The Horse said, "Two years from now they'll all be warriors. Here, let me turn this on them."

Alan closed his eyes and he wanted to retch as he heard the automatic rifle speak out in five short bursts. In spite of himself he opened them again. Helen, his first born, Paula, his second. Ruth, Margo and Jenny, all his children. They were crumbled like rag dolls, fifty feet from the citadel door.

Now he was able to tell himself that he should have called out a warning. One or two of them, at least, might have escaped. Might have escaped to warn the approaching fighters of the trap behind them. Tradition had been too strong within him, the tradition that a man did not interfere in the business of the warriors, that war was a thing apart.

Jenny's body moved, stirred again, and she tried to drag herself away.
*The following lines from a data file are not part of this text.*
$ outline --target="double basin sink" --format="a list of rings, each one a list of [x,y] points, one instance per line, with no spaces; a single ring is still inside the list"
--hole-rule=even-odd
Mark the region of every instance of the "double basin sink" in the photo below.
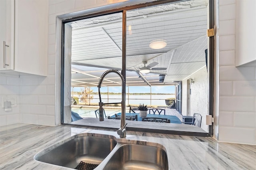
[[[113,136],[100,134],[74,135],[42,150],[34,159],[79,170],[168,169],[167,155],[162,146],[150,146],[146,142],[144,142],[146,144],[137,144],[144,143],[140,141],[129,143],[128,140],[118,142]]]

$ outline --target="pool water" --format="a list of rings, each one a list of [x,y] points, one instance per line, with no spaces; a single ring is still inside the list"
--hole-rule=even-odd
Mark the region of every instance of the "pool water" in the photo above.
[[[97,110],[96,108],[73,108],[71,109],[72,111],[76,112],[81,117],[93,117],[96,118],[95,111]],[[115,113],[121,113],[121,109],[104,109],[106,115],[111,116],[114,115]],[[98,116],[97,115],[97,116]]]

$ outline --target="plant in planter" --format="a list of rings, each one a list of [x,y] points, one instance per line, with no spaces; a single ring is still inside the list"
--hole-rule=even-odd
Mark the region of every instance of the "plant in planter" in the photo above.
[[[142,105],[140,103],[138,107],[140,110],[140,116],[142,117],[146,117],[148,109],[148,106],[146,105],[144,105],[144,104]]]

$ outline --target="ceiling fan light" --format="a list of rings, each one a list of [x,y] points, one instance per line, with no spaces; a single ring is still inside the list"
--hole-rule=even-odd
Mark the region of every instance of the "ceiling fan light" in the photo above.
[[[140,70],[140,72],[141,73],[148,73],[150,72],[150,69],[148,69],[148,68],[142,68]]]
[[[149,44],[149,47],[153,49],[161,49],[167,45],[166,41],[164,40],[156,40],[152,41]]]

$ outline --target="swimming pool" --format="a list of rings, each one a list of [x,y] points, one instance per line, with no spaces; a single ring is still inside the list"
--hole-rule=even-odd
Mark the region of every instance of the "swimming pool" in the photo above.
[[[74,112],[76,112],[81,117],[93,117],[96,118],[95,111],[97,110],[96,108],[79,108],[73,107],[71,109],[71,110]],[[118,113],[121,112],[121,109],[104,109],[106,115],[111,116],[114,115],[115,113]]]

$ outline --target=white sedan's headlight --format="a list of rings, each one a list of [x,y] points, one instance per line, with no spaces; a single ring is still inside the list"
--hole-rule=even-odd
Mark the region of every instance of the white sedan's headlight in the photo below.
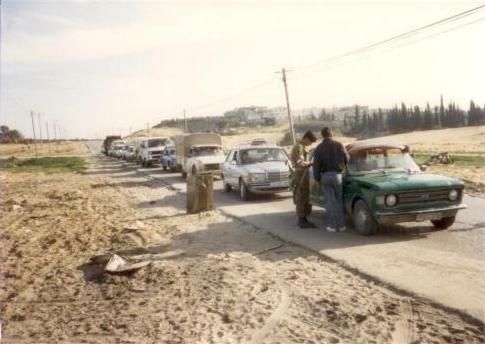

Little Jenny, twelve years old. The rifle spat just once again and she slumped forward and remained quiet.

"Little bitch," the Crow woman said.

The heavy chair was in his hands and high above his head, he had brought it down on her before the rage of his hate had allowed him to think of what he was doing. The chair splintered but there was still a good half of it in his hands when he spun on the Horse woman. She stepped back, her eyes wide in disbelief. As her companion went down, the side of her face and her scalp welling blood, the Horse at first brought up her rifle and then, in despair, tried to reverse it to use its butt as a club.



She was stumbling backward, trying to get out of the way of his improvised weapon, when her heel caught on the body of one of the fallen Wolf sentries. She tried to catch herself, her eyes still staring horrified disbelief, even as he caught her over the head, and then once again. He beat her, beat her hysterically, until he knew she must be dead.